Il n’y a aucune volonté délibérée de sauver des Juifs. Aucune directive n’existe dans ce sens. Les Juifs sont évacués comme main d’œuvre nécessaire aux usines d’armement du pays. Un rapport allemand daté du 11 septembre 1941 reconnaît cet exode mais lui attribue une autre raison : « Il y a un avantage aux rumeurs de l’extermination de tous les Juifs par les Allemands. Cela explique de toute évidence la raison pour laquelle les Einsatzgruppen trouvent maintenant de moins en moins de Juifs. On constate que partout 70 à 90% des Juifs se sont enfuis…»[7]
On doit parler ici de sauvetage. Les 850 000 Juifs russes qui n’eurent pas la chance de pouvoir partir furent, jusqu’au dernier, mitraillés dans des conditions affreuses par les infâmes Einsatzgruppen allemands (Unité mobile d’extermination). Il faut se rappeler les 500 000 Juifs exécutés par balles pendant les cinq mois qui suivirent l’invasion allemande.[8] Les 33 771 Juifs assassinés en 36 heures près de Kiev dans le ravin de Babi Yar le 29 septembre 1941.[9]
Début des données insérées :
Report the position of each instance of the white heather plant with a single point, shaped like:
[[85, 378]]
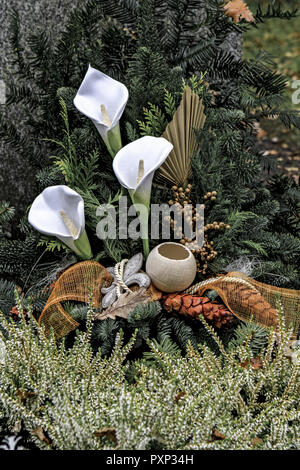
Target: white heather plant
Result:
[[70, 398]]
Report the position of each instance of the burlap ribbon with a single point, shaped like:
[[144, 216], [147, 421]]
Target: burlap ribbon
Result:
[[246, 298]]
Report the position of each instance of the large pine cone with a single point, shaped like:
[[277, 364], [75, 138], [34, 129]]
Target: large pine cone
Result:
[[194, 306]]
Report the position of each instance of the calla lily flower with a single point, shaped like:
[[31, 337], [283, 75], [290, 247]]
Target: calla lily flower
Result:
[[59, 211], [134, 166], [103, 100]]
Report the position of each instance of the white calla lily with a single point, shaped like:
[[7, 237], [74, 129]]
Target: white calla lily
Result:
[[103, 99], [59, 211], [134, 166]]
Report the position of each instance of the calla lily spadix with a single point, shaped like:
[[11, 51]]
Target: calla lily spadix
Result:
[[134, 166], [59, 211], [103, 100]]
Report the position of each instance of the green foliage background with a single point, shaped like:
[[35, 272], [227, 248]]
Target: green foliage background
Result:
[[152, 46]]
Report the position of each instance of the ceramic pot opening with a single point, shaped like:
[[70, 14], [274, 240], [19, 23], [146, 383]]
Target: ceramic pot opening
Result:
[[173, 251]]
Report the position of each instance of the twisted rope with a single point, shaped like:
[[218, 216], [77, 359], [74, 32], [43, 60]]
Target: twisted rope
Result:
[[192, 290], [119, 271]]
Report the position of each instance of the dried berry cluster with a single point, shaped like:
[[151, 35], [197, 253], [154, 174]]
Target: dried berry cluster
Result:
[[205, 253]]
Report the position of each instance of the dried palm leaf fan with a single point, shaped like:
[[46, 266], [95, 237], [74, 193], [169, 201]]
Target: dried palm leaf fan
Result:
[[181, 133]]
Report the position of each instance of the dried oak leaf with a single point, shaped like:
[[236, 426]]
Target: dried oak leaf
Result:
[[238, 10], [111, 433], [255, 363], [124, 305]]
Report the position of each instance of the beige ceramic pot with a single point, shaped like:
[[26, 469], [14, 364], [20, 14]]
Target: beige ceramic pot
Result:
[[171, 267]]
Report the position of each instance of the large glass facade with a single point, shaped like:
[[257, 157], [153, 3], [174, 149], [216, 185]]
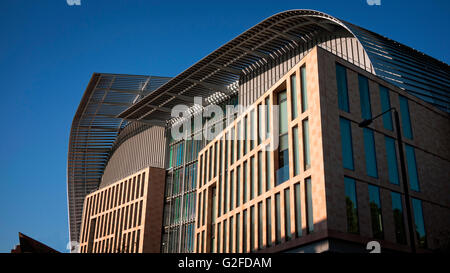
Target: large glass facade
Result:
[[346, 141], [364, 97], [419, 223], [405, 118], [287, 214], [282, 173], [391, 153], [298, 210], [260, 225], [294, 96], [309, 207], [277, 218], [269, 221], [375, 212], [180, 194], [412, 168], [351, 205], [370, 153], [304, 90], [341, 77], [306, 145], [296, 148], [386, 105], [399, 224]]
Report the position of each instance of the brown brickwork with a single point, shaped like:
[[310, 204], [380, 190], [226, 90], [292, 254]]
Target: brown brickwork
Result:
[[125, 216], [431, 128]]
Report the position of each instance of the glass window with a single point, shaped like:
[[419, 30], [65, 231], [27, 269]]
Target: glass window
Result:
[[260, 123], [419, 224], [203, 208], [230, 236], [298, 210], [232, 192], [296, 152], [238, 233], [391, 160], [260, 225], [341, 77], [269, 221], [201, 169], [347, 146], [412, 168], [309, 208], [386, 105], [364, 97], [245, 182], [306, 153], [252, 228], [252, 177], [245, 135], [225, 193], [370, 153], [375, 212], [216, 167], [238, 186], [244, 231], [232, 138], [260, 180], [294, 96], [351, 205], [278, 218], [282, 173], [287, 214], [268, 169], [304, 91], [225, 236], [267, 118], [238, 141], [397, 210], [218, 237], [282, 102], [252, 129], [406, 120], [170, 156]]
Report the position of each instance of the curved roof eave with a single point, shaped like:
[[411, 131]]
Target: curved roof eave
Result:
[[287, 28]]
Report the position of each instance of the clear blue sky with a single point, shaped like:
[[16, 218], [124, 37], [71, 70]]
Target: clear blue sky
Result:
[[49, 50]]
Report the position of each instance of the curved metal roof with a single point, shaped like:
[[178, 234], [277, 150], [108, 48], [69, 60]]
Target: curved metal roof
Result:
[[95, 128], [410, 69]]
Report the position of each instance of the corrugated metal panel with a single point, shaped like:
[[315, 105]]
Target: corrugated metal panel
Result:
[[145, 149]]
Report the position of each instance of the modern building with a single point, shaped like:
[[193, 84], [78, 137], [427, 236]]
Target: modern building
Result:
[[30, 245], [328, 186]]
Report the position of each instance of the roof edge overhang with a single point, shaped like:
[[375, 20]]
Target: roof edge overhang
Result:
[[247, 35]]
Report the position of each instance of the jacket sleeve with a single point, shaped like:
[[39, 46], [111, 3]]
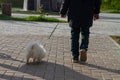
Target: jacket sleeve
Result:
[[64, 7], [97, 6]]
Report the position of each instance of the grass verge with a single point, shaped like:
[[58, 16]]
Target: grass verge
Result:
[[31, 18]]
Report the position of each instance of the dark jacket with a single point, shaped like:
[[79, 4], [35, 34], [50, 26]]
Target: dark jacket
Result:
[[80, 12]]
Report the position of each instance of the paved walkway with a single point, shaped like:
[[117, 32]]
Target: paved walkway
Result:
[[103, 55]]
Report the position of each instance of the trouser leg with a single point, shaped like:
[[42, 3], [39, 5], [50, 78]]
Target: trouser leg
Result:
[[84, 37], [75, 42]]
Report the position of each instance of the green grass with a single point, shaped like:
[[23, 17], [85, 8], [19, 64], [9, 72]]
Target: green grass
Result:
[[110, 11], [31, 18], [116, 38]]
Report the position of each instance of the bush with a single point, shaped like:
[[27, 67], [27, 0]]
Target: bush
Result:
[[110, 4], [15, 3]]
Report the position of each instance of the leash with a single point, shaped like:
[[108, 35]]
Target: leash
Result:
[[52, 33], [53, 30]]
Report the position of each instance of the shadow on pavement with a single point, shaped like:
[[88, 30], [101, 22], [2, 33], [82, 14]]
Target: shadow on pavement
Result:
[[47, 71]]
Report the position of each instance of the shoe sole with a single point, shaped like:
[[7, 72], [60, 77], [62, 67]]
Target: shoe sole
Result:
[[83, 55]]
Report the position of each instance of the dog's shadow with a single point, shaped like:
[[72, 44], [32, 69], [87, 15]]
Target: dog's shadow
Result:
[[46, 71], [8, 57]]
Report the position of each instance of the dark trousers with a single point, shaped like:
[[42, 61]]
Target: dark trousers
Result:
[[75, 35]]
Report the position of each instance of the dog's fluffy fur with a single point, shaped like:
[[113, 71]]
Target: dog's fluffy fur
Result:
[[35, 51]]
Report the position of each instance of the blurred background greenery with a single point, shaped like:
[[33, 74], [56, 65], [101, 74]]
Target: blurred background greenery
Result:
[[107, 5]]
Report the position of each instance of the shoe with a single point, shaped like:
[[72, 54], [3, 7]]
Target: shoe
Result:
[[75, 60], [83, 55]]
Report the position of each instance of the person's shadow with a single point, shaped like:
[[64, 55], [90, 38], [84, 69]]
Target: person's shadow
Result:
[[47, 70], [44, 70]]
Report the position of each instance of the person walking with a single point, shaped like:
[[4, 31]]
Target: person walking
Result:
[[81, 14]]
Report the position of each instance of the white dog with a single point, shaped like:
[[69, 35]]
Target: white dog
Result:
[[35, 51]]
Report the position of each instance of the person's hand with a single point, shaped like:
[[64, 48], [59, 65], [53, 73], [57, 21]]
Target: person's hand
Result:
[[96, 16], [63, 16]]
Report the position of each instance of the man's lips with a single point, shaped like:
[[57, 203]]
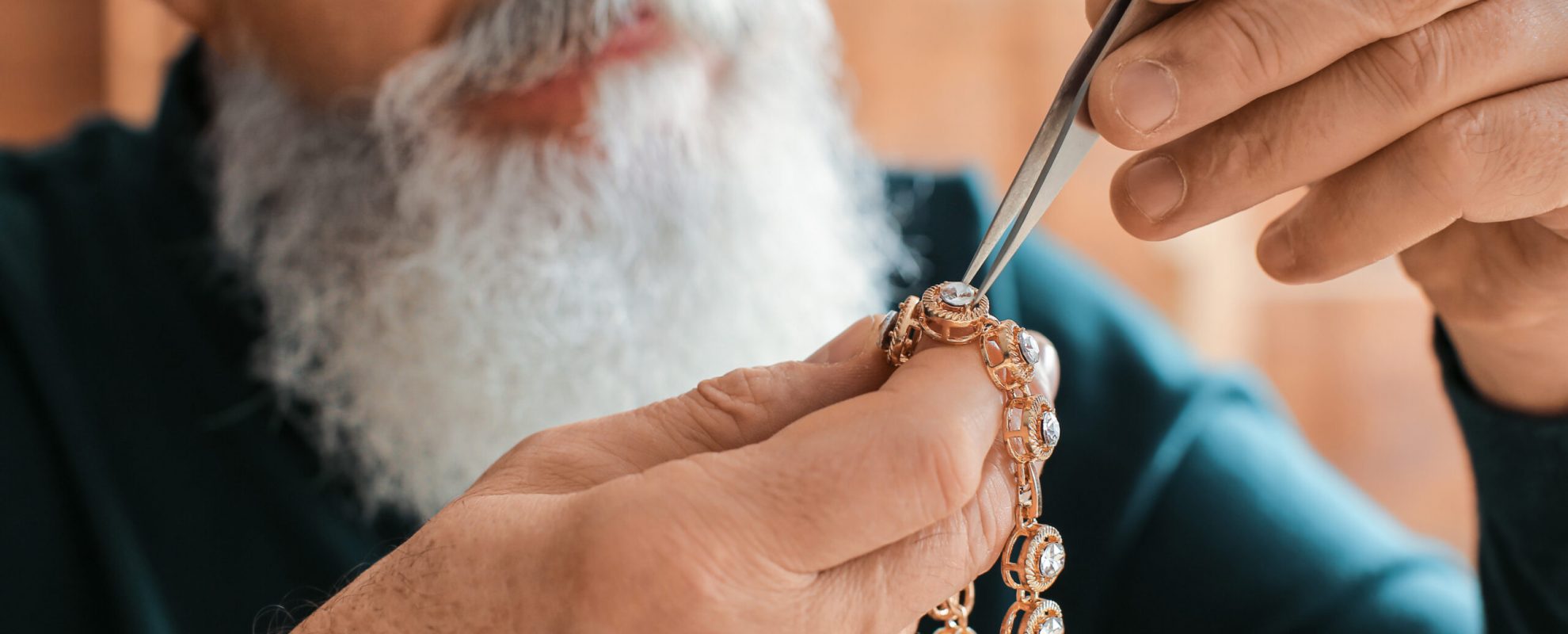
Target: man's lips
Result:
[[561, 101]]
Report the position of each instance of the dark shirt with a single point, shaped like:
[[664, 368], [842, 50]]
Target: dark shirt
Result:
[[153, 485]]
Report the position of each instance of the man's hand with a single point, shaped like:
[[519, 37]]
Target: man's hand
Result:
[[1435, 129], [806, 496]]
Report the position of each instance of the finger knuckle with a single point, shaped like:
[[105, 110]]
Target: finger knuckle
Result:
[[734, 402], [1391, 17], [1409, 70], [1246, 153], [1254, 40], [1452, 158], [949, 467]]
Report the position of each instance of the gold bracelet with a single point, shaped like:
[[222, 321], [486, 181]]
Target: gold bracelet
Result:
[[955, 315]]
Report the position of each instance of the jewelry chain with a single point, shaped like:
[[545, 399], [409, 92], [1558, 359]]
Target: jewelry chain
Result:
[[1033, 555]]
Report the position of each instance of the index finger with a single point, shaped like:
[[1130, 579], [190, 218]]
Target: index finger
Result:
[[849, 479], [1219, 55], [1095, 8]]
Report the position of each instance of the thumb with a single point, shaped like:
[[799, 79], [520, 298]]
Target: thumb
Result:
[[739, 408]]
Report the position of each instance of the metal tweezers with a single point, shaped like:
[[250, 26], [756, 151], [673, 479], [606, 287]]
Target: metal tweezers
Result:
[[1064, 140]]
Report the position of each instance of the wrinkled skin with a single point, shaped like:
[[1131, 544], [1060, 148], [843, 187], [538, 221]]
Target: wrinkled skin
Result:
[[769, 499], [1432, 129]]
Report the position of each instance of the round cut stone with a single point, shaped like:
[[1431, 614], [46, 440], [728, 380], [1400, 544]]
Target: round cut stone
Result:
[[958, 294], [1049, 427], [1051, 559], [1029, 346]]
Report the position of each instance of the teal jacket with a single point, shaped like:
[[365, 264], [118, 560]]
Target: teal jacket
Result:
[[153, 485]]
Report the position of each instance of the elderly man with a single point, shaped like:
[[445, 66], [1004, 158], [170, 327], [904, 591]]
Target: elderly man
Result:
[[272, 353]]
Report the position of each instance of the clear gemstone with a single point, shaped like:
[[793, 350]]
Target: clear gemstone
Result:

Les pertes totales s’élèvent à 1 100 000 morts sur une population juive initiale de 3 100 000.[10] On doit en effet ajouter aux 850 000 Juifs morts qui viennent d’être cités 70 000 prisonniers de guerre que les Allemands ont tués ou affamés à mort, 100 000 civils morts sous les bombardements ou victimes de mauvais traitements des autorités russes et 80 000 soldats juifs tués au combat. [11]
N’est-il pas paradoxal que ce soient des déportations policières russes qui aient sauvé 75% des Juifs qui ont survécu en Pologne ? 300 000 sur 400 000. N’est-il pas surprenant que ce soit le repli massif organisé des populations russes de la zone des combats qui ait sauvé presque 60% des Juifs russes qui ont échappé aux massacres nazis ? 1 150 000 sur 2 000 000. Il fallait le dire.
Copyright Marc-André Charguéraud. Genève. 2020. Reproduction autorisée sous réserve de mention de la source.
] Parmi eux figurent des milliers de Juifs baltes.
[2] BAUER 1982, op. cit. p. 295.
[3] DOBROSZYCKI et GUROCK, op. cit. p. 78. 10 à 20 millions de personnes auraient été évacuées.
[4] ALTSHULER Mordechai, Escape and Evacuation of Soviet Jews at the Time of the Nazi Invasion, in DOBROSZYCKI et GUROCK, op. cit. p. 78.
[5] GITELMAN Zvi, Soviet Reaction to the Holocaust, 1945-1991, in DOBROSZYCKI et GUROCK, op. cit. p. 10.
[6] ALTSHULER, op. cit. p. 99.
[7] ALTSHULER, op. cit. p. 98.
[8] GITELMAN, op. cit. p. 6.
[9] KOTEY William, A Monument Over Babi Yar ? in DOBROSZYCKI et GUROCK, op. cit. p. 63.
[10] GUTMAN, op. cit. p. 1799.
[11] MAKSUDOW Sergei, The Jewish Population Losses of the USSR from the Holocaust, in DOBROSZYCKI et GUROCK, op. cit. p. 212.